TUKWILA, Wash. – The Seattle Sounders aren’t exactly accustomed to road trips like the one they’re about to take to Atlanta.
The Sounders are used to being the spectacle. But when Seattle take on Atlanta United at Mercedes-Benz Stadium on Sunday (2 pm ET | FOX - Full TV & Streaming Info), they’ll be rolling into the only venue in MLS that draws bigger crowds than they do, to take on an opponent on a mission to supplant them as the league’s gold standard in terms of what an new team can achieve at the outset of its existence.
That might make for somewhat unfamiliar territory, but speaking with reporters this week, Sounders head coach Brian Schmetzer said he hopes the magnitude of the stage ends up being a net positive.
“I think our guys are used to big crowds and big atmospheres,” Schmetzer said on Thursday. “We’ve got a lot of big-time players who have played in big venues, pressure moments, stuff like that. I don’t think there’s anything negative about it. I’m hoping it actually has the opposite effect – that we go down there and go, ‘Hey, this is really cool, this is a big event. Let’s get after it.’ That’s what I’m hoping for.”
If the Sounders blazed the trail with their success out of the gate in their expansion season of 2009 – both in terms of fan support and the on-field product -- Atlanta are currently in the process of pushing that to the next level in their second MLS season. Home crowds at Mercedes-Benz Stadium are known to push 70,000 – a number the Sounders have yet to hit despite their own sterling attendance numbers.
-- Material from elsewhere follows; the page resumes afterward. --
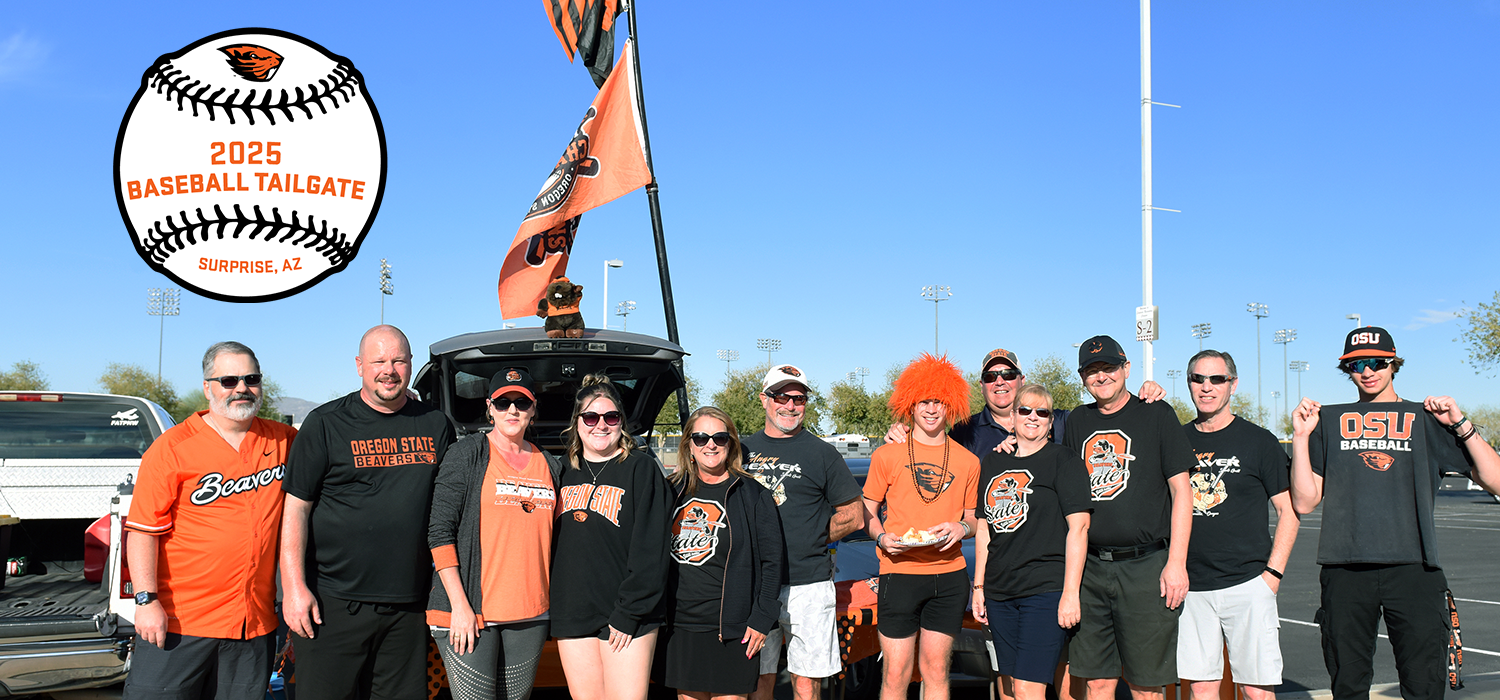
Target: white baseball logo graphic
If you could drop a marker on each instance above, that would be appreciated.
(249, 165)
The Five Stripes are pushing the envelope on the field too, with a high-priced, star-studded attacking juggernaut of a roster that currently has them leading the Supporters’ Shield standings. They may have taken parts of the blueprint from Seattle’s playbook, but Schmetzer said that’s just smart business, likening it to what the Sounders’ brass did when they visited other successful expansion franchises ahead of their ’09 MLS launch.
“If something worked, you’re going to go out there and try and find some information that might work in your particular market,” Schmetzer said. “So, kudos to them. They’ve done a great job. But you could say there were other teams in their era that were the trailblazers, the trendsetters. And we certainly think of ourselves as one of those teams.”
For Seattle, the stakes of Sunday’s match would be high enough even without all those external factors. The Sounders head into the weekend at 4-9-4 and 10 points below the playoff line for the postseason. They’re also currently last in MLS with just 15 goals in 17 matches.
With his paperwork coming through, newly signed Peruvian striker Raul Ruidiaz could be in line to make his team debut to offer some attacking reinforcements. But Sounders goalkeeper Stefan Frei said priority No. 1 will have to be finding some way to stop an Atlanta attack that has netted 42 times and posted a +19 goal differential – both league-best numbers.
“I think they’ve played some very aggressive football, very attacking minded and obviously went out and purchased some high quality players,” said Frei. “Very dangerous side, very quick, very pacy, very young and energetic group. So, a difficult side to play against, especially at their place. It’s going to be difficult.”